デパートで一番悩んだのはデザインだった。試着が不可能だったので袋に入ったままの浴衣を合わせてみるしかなかったのだ。
シキが急に「選んでやるから俺の浴衣のデザインはお前が選べ」と言い出したのでアキラはますます悩む羽目になった。
シキが選んだのは藍色の浴衣だった。
黒の糸で模様が入っているだけのシンプルな浴衣だったが、アキラにはとてもよく似合っていた。
「変じゃないぞ。お前の白い肌が際立って見える。他の奴に見せるのが勿体ないくらいだ。」
「…そ、そうか…。ほら、シキも着てみろよ。」
アキラが急かすとシキも隣の部屋に行き着替えを始めた。
しばらくして…シキも浴衣に着替えて現れた。
「…ぁ……」
「…何だ」
「…似合ってる…」
男のアキラでも浴衣姿のシキを見てかっこいいと思ってしまうほどよく似合っていた。
アキラが選んだ浴衣はシキが最も似合いそうな黒色で白い模様の入ったものだった。
正直なところシキが黒以外の服を着ているのを見たことがなかったため、それ以外は考えられなかった。
「似合っていて当然だろう?お前が選んだのだからな。」
「…っ…」
さあ行くぞとシキはアキラを促し、祭会場に向かったのだった……
***
「ほら!シキあそこ!金魚すくいだって!」
人目も気にせずはしゃぐアキラ。
「何だ、やってみたいのか」
「…え…あ…あぁ…。」
曖昧に答えるものの、目は金魚すくいのほうに釘付けになっている。
「…あのさ…」
「…何だ」
「シキも…やろう?」
「…仕方ないな。ほら、二人分の金を払え。」
アキラが出店の男に金を渡し、ポイを受け取る。
「へぇ…こんなので金魚取れるのか?」
「ほら、隣の奴らはそれで掬っているぞ。出来ないことはない。」
「…やってみるか…」
アキラはそろりとポイを水に浸けた。
金魚の下に上手く持って行きパッと掬う。しかし金魚はポイが破けるのと同時に再び水の中に入ってしまった。
「あっ!破れた…」
「そう落ち込むな。俺のポイを使ってもう一度やってみたらどうだ?」
シキから再チャンスをもらい張り切るが、またしても失敗してしまった。
結局、残念がるアキラを見ていた出店の男が金魚を一匹袋に入れてくれた。
「いいのか?」
「えぇ。仲のいい夫婦だからサービスですよ」
その言葉に顔を赤くしたアキラ。
おそらく左手の薬指に光る指輪を見てそう思ったのだろう。
照れを隠すようにシキの腕を引っ張りその場を逃げるように立ち去った……
***
屋台はとても長く続いており、見ているだけでお腹がいっぱいになってくる。
空もいつのまにか暗くなっていて屋台の明かりが優しく辺りを照らしていた。
「アキラ。周りの奴らが見ているぞ。」
「うるさい!」
何故アキラが苛々しているかというと、数十分前にアキラは迷子になったのだ。祭りということで人が多いのにも関わらずアキラは上機嫌でズカズカと進んでいく。

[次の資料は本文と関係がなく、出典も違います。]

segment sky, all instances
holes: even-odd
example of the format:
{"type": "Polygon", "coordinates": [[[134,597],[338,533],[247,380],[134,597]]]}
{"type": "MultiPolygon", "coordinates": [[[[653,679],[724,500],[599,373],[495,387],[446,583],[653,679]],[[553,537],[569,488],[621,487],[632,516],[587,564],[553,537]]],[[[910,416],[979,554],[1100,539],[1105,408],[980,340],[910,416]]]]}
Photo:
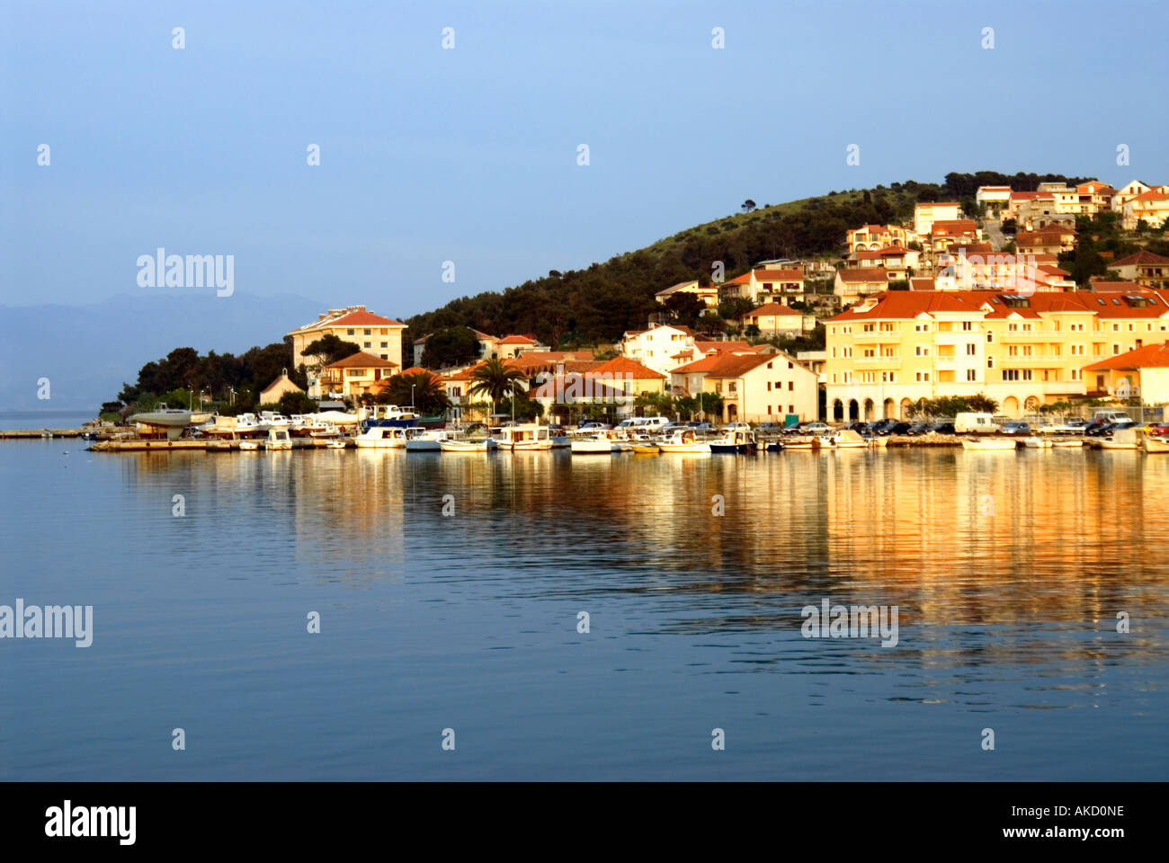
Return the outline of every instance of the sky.
{"type": "Polygon", "coordinates": [[[162,247],[231,255],[236,294],[403,318],[747,198],[1169,182],[1169,51],[1142,35],[1167,23],[1162,2],[0,0],[0,305],[165,295],[137,263],[162,247]]]}

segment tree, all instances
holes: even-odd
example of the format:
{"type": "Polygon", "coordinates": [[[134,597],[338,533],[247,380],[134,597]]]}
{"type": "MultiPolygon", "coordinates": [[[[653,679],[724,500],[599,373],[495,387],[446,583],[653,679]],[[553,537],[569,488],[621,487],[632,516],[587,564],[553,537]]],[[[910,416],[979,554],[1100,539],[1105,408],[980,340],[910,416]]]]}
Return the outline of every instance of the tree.
{"type": "Polygon", "coordinates": [[[378,393],[379,405],[414,406],[421,414],[441,414],[450,407],[442,381],[429,372],[395,374],[378,393]]]}
{"type": "Polygon", "coordinates": [[[422,351],[422,366],[426,368],[465,366],[477,360],[482,350],[475,330],[469,326],[447,326],[427,336],[427,346],[422,351]]]}
{"type": "Polygon", "coordinates": [[[492,357],[471,371],[471,386],[466,394],[486,395],[492,402],[498,402],[511,395],[523,382],[523,372],[505,366],[503,360],[492,357]]]}

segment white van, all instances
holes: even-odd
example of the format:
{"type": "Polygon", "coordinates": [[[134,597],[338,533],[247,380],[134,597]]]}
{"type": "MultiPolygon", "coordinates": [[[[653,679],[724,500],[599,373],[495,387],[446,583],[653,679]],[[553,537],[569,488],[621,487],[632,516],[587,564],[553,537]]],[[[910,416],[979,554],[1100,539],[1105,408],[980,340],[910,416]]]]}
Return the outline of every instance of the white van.
{"type": "Polygon", "coordinates": [[[962,413],[954,417],[955,434],[964,435],[971,432],[997,432],[992,414],[962,413]]]}

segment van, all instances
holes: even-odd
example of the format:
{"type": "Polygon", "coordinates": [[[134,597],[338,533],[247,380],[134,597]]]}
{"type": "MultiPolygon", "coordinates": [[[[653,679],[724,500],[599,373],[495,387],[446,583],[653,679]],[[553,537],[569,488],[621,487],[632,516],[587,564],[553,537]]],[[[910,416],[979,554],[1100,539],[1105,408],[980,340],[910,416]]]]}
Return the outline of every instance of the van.
{"type": "Polygon", "coordinates": [[[997,432],[998,426],[991,414],[961,413],[954,417],[954,433],[964,435],[971,432],[997,432]]]}

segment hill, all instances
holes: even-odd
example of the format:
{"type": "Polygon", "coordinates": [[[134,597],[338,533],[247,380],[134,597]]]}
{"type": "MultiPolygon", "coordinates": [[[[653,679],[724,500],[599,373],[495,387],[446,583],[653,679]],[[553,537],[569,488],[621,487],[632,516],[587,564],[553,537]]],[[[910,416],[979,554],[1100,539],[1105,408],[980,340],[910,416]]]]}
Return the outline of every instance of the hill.
{"type": "Polygon", "coordinates": [[[907,180],[763,205],[697,225],[588,269],[553,270],[504,291],[454,299],[408,318],[407,338],[465,325],[500,336],[535,333],[553,346],[611,341],[625,330],[645,326],[648,316],[659,308],[653,301],[656,291],[693,278],[708,283],[715,261],[724,263],[726,277],[732,278],[765,260],[838,257],[849,228],[911,218],[918,201],[957,200],[973,209],[974,193],[982,185],[1009,185],[1025,192],[1040,182],[1088,179],[1093,178],[978,171],[949,173],[941,184],[907,180]]]}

ふと、我に返ったときには隣にいたはずのシキの姿が見当たらなかった。
そのまま数分探したが見つからずチビッコたちがたくさんいる『迷子センター』に行き、放送をかけてもらったのだ。
シキを待っている間、隣にいた同じく迷子の子供が「お兄ちゃんも迷子になっちゃったの?」やら「パパとはぐれちゃったの?」などなど恥ずかしい言葉をかけられ…地獄のような時間を過ごしたのだった。
しばらくしてシキがにやけながら到着。隣の子供は口をパクパクさせていた。
シキは「行くぞ」と行ってアキラの手を握り今に至る………
「シキ…いい加減手を離せよ」
「そう言いながらも手を強く握って離さないのはどっちだ。」
「…っ…」
恥ずかしいような格好悪いような…アキラの気持ちは複雑だった……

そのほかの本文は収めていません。